Photo: Svetikd/Getty Images

When I think about the most joyful I’ve ever felt giving a gift, the best gift I think I’ve ever given, I think about a Christmas present I made for my aunt when I was about 12. The idea came to me in July, when I watched her throw away the tattered remnants of small pillow my late grandmother had sewn for her years ago. I doubled back and snatched the scraps from the garbage, fashioning them into a patchwork heart I stitched onto a new pillow I’d give her five months later. (I was a very crafty child.) She cried. I beamed. I have never given a better present, which for years following meant I became increasingly stressed about never outdoing the high gift-giving bar I’d set for myself.

This, clearly, is no way to live. And it was unrealistic to assume a perfect, sentimental gift concept would present itself months in advance for every person on my list, every year. But it turns it was realistic to assume some sort of gift idea would present itself months in advance for almost every person on my list, every year. Which is how I landed on my present no stress gift-giving strategy: using the Notes app in my iPhone.

I realize how dumb, how simple, this sounds. But hear me out. You, if you’re anything like me, always have your phone on you or, at least, near you. Which means when you are with your sister or brother or mother or uncle or boss or veterinarian and you hear them mention something they wish they owned or are in need of … you can just jot it down in your Notes app. In July. In January. In May. And that way, the next time you need to buy your sister or brother or mother or uncle or boss or veterinarian a gift, you’ll have a starting point.

Right now in my Notes app, I have ideas that include a particular magazine subscription (not New York, though that would be an excellent, if lazy, gift), a set of plastic wineglasses for a friend who likes to drink in her pool, and some niche socks. When these people’s birthdays roll around, this is what they’ll be getting. (Assuming I didn’t already use those ideas up on Christmas and Hanukkah.)

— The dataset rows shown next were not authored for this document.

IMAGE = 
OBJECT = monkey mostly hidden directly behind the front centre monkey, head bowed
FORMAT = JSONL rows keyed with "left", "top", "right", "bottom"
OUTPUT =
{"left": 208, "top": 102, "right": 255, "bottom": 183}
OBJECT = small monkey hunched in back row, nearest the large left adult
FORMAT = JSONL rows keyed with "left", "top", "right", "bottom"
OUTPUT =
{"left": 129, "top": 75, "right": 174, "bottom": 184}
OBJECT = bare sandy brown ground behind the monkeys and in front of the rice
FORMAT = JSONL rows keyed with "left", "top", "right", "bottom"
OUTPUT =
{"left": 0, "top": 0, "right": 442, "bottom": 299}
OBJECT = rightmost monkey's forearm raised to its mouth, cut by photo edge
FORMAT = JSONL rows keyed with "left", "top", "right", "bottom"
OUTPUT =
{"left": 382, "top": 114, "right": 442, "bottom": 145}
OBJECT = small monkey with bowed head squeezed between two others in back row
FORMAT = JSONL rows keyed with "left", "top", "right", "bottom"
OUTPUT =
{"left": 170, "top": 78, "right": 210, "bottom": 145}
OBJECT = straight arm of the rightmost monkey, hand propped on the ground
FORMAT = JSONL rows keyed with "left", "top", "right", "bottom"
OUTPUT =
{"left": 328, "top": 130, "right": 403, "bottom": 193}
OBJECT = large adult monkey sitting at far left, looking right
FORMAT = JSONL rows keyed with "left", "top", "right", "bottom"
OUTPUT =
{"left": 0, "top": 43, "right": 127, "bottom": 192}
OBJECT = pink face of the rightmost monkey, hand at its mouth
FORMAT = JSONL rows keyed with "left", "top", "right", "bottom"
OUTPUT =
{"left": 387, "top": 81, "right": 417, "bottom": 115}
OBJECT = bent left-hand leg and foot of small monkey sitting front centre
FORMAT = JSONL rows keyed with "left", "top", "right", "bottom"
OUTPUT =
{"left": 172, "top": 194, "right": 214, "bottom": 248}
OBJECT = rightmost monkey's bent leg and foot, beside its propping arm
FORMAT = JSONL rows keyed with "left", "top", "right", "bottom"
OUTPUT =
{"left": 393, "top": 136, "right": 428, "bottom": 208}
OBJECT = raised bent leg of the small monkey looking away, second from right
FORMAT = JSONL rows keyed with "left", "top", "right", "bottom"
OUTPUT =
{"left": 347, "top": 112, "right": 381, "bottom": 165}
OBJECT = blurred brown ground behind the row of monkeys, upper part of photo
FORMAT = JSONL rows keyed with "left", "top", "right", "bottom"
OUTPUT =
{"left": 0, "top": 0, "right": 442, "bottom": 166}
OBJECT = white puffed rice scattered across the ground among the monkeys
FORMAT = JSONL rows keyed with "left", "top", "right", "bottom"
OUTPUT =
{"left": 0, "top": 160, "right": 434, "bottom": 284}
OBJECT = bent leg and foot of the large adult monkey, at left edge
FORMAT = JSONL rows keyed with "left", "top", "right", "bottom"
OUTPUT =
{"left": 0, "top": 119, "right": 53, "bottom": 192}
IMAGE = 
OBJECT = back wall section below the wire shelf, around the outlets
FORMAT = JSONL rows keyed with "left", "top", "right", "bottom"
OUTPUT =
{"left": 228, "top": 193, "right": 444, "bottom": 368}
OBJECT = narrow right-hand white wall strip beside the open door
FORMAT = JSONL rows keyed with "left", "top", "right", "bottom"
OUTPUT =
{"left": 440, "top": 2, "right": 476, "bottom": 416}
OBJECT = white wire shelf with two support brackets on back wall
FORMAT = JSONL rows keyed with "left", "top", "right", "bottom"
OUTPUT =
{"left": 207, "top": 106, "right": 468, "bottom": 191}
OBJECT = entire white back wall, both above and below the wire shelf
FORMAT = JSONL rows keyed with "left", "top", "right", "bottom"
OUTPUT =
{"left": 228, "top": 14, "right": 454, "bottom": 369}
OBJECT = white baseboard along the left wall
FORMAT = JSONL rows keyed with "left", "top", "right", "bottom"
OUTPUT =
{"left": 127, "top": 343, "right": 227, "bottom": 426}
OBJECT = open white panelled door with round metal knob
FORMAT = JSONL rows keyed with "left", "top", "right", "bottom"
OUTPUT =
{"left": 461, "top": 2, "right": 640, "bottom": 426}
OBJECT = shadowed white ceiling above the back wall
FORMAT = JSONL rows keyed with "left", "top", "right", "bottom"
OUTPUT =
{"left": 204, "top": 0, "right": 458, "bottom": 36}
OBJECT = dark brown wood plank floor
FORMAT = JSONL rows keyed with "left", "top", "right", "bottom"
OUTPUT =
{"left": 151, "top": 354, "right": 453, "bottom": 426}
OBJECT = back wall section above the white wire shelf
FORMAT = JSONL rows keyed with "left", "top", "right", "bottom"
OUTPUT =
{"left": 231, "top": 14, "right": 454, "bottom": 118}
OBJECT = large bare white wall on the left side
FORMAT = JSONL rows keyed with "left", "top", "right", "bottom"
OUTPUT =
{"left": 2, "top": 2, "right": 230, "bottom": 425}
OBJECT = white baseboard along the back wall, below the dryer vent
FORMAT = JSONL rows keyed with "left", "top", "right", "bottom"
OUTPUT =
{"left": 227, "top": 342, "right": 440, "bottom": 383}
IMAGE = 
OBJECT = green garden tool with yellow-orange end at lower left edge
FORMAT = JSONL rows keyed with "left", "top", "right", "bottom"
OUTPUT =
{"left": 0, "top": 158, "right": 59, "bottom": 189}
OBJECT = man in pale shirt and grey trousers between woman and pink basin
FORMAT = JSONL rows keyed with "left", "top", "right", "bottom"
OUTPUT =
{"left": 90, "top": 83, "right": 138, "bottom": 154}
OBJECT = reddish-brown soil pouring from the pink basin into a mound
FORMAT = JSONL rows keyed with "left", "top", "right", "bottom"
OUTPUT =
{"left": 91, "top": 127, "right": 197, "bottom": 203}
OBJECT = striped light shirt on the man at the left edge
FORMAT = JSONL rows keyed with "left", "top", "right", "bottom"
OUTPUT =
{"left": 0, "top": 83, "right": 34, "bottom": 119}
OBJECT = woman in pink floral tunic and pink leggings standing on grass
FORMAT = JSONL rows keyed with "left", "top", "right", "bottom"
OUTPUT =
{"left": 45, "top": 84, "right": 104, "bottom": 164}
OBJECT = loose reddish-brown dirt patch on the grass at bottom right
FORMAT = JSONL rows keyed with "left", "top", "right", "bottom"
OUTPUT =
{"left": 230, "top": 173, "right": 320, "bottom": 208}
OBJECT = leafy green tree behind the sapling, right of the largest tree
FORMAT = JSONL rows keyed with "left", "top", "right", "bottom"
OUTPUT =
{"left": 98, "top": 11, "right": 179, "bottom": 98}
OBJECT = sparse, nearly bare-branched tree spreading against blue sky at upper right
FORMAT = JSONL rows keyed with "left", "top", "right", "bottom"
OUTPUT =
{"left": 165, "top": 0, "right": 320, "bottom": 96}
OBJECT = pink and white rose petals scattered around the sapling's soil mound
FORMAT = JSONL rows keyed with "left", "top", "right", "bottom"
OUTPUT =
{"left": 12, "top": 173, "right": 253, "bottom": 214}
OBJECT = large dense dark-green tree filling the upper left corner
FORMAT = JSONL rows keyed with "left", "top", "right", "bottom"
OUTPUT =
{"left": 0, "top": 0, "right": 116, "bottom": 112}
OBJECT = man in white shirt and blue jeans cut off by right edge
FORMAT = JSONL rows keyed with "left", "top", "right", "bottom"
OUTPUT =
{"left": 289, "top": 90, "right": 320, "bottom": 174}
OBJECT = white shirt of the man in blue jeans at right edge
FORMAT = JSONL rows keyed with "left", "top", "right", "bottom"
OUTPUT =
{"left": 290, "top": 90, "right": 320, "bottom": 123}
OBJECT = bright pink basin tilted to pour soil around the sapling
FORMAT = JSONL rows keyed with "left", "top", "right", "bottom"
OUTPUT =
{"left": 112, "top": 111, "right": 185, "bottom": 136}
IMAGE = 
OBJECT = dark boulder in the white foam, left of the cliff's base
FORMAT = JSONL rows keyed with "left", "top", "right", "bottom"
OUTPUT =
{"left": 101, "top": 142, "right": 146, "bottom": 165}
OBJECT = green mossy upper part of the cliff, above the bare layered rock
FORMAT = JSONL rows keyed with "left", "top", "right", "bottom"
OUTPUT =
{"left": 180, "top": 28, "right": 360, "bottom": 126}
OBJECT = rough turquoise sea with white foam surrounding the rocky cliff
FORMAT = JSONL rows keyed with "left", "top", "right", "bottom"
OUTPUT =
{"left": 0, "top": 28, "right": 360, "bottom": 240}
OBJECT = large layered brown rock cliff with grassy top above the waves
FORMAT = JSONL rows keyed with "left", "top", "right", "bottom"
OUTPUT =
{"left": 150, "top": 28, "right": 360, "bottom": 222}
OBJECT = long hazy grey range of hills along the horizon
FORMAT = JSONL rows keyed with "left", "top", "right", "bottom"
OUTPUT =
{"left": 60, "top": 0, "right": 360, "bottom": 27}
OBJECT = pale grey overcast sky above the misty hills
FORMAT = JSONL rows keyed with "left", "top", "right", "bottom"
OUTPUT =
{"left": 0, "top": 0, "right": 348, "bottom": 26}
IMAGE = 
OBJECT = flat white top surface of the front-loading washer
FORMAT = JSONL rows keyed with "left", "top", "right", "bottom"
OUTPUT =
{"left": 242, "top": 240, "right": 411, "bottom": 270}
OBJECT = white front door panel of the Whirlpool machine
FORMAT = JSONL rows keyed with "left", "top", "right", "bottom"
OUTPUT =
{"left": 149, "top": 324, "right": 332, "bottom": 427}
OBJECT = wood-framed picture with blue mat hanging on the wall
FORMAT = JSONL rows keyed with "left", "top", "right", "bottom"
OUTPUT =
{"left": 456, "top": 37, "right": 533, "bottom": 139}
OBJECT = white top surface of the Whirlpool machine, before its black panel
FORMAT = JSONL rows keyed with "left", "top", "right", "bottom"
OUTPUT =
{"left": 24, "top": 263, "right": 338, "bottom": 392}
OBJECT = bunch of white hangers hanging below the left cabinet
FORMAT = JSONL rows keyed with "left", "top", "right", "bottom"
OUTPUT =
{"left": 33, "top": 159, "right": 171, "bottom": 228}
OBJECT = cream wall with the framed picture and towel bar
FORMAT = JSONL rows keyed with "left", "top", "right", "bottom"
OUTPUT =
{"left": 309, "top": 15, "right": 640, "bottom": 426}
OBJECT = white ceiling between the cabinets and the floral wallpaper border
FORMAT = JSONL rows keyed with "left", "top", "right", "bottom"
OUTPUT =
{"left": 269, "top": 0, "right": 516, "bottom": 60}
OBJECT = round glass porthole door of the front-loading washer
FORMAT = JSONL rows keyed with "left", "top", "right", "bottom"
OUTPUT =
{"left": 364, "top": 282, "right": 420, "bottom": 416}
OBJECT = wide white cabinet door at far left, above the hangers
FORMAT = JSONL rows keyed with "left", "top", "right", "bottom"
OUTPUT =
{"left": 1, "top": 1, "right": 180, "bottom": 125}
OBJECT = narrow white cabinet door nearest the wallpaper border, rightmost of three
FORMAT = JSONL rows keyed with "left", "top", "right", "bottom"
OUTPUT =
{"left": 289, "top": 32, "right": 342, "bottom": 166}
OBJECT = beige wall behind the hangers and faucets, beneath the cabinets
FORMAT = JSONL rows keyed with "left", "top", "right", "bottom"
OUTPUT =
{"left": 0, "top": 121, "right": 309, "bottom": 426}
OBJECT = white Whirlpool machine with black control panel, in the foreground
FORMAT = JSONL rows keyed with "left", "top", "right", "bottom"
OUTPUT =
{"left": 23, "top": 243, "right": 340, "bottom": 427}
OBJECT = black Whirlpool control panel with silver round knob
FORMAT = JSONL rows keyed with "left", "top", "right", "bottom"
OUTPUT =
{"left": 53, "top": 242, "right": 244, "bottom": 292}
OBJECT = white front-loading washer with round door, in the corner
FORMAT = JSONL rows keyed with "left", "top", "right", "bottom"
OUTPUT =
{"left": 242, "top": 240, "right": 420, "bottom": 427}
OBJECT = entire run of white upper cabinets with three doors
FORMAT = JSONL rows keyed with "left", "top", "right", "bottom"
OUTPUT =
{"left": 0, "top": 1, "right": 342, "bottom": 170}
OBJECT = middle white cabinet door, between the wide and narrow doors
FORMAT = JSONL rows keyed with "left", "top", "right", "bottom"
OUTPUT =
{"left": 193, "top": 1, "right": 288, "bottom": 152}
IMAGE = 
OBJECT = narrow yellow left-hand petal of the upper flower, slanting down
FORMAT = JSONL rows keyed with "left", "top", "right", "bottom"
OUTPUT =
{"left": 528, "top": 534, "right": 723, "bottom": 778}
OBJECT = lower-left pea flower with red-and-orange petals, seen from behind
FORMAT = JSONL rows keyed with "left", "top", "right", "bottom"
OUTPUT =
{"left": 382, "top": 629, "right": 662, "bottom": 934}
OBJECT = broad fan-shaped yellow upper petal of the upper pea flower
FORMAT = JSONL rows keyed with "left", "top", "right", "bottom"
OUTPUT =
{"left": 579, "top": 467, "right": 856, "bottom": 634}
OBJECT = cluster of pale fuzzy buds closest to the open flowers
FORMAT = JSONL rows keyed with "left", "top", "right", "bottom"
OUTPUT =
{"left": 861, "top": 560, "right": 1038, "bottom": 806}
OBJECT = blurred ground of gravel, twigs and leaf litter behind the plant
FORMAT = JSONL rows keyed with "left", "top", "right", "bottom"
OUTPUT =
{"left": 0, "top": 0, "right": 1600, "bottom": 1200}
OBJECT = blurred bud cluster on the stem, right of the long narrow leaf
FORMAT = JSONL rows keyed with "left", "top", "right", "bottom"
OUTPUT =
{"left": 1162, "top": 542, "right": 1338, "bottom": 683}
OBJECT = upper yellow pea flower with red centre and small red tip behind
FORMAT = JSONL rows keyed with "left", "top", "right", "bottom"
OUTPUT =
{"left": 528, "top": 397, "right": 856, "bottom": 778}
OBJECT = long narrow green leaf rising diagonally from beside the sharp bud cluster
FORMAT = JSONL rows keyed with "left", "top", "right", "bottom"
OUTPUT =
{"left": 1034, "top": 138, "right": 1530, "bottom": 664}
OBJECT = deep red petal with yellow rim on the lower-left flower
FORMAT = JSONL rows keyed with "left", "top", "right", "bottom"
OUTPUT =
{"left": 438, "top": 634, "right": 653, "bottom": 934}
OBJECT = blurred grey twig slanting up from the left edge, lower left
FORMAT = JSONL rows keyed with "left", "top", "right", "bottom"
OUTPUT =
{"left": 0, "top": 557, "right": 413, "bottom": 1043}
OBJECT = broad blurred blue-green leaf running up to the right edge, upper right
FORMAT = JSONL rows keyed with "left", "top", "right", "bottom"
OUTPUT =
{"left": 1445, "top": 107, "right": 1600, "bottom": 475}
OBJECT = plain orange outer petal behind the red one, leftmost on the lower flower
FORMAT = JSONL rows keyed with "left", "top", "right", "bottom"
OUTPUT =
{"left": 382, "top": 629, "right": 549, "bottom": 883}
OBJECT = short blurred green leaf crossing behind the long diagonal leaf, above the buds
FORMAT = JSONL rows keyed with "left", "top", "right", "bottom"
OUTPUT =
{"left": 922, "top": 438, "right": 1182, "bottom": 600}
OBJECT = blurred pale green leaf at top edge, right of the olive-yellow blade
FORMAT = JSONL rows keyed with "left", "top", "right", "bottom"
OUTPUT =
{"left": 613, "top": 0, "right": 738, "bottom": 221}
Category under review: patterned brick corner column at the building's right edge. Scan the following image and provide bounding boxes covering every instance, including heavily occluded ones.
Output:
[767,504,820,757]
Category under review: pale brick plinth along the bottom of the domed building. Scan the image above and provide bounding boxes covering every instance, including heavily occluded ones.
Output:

The thing is that you’re not even really stressed about gift giving. (There are obvious caveats here, like being in a financial position to give gifts at all and being able to cut yourself a break if you’re not.) You’re stressed because you’re ill prepared to gift give. The Notes App strategy eliminates that issue. And I’m sure Apple will be thrilled to hear at least one person is using the dumb thing for actual productivity purposes rather than its traditional use cases, celebrity apology and breakup notes.